デザイン会社と事業会社。両者を越境するあり方と道筋──Takram相樂、キュービック篠原、LayerX野﨑

一昔前までは、デザイン会社で働いた先にステップアップする選択肢は限られていた。しかし、昨今では「独立」のみならず「事業会社での活躍」というケースも珍しくなく、さらには“再びデザイン会社へ戻る”といった選択をするデザイナーも増えつつある。

デザイン会社と事業会社を横断するデザイナーのキャリアのあり方には、いかなる可能性や選択肢があり得るのだろうか?

2023年9月、「不確実な未来を切り拓くキャリア観」をテーマに、ReDesignerとdesigningの共催で行われたイベント「Design Perspectives」。2つ目のトークセッション「デザイン会社と事業会社の越境キャリア」では、両社を越境しキャリアを積み重ねてきた面々がその道筋を語った。

登壇したのは、Takramのデザイナー・相樂園香、キュービックのCDO・篠原健、そしてLayerXのDesign Manager / Product Designer・野﨑駿。
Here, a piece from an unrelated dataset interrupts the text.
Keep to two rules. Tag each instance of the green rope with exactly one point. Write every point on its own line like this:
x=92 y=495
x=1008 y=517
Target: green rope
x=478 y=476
丸井とGoodpatchの合弁会社Mutureの執行役員・莇大介がモデレーターを務めた。

そのキャリアの軌跡と意思決定の背景、そして次なるチャレンジについて語ってもらった内容をダイジェストする。

デザイン会社から事業会社へ。その意思決定の裏側

本セッションに登場した4名は、それぞれがデザイン会社と事業会社を越境したキャリアを歩んできた。
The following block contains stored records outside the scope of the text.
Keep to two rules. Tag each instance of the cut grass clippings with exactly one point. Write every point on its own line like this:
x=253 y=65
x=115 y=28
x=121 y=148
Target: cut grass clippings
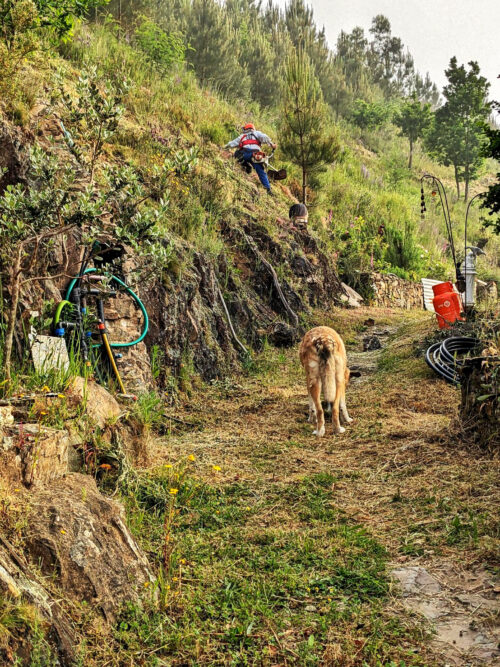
x=280 y=545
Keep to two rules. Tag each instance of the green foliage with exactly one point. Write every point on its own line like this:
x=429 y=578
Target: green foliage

両者を越境したキャリアとして、まずイメージしやすいのが、デザイン会社から事業会社へと移るキャリアだろう。

モデレーターを務めたMuture執行役員の莇もその一人だ。デザイン会社で10年以上の経験を積んだ後、GoodpatchにUXデザイナーとして参画。その後、2022年には丸井とGoodpatchの合弁会社に出向し、経営に携わっている。その中での判断基準を“川下り”と形容する。

「昨年までGoodpatchのUXデザイナーとして主にクライアントワークに取り組んでいました。ただ、自分の成長にやや伸び悩みを感じ、新たな挑戦機会を探していたんです。そんな折、Mutureに出向する話が出たので、『ぜひやらせてください』と手を挙げました。

その意味で自分のキャリアは『山登り』よりも『川下り』に近い。確たる判断軸があったわけではないのですが、常に機会を求める思考を持って動いていたので、決断に迷いはありませんでした」

株式会社Muture 執行役員 莇大介(モデレーター)

一方、莇と同じくGoodpatchで8年間の長きにわたり働き、マネジャーも務めたのが、LayerXのDesign Manager / Product Designer・野﨑だ。氏もまた、デザイン会社から事業会社へと移ったキャリアを持つ。

野﨑は制作会社を経て、GoodpatchにてUI,UXデザインに従事。同社でマネジメントも経験した後、2023年1月にLayerXに転職した。デザインマネジャーとして、プロダクトはもちろん、最近ではCI・VIを含むコーポレートブランディングの刷新もリードした。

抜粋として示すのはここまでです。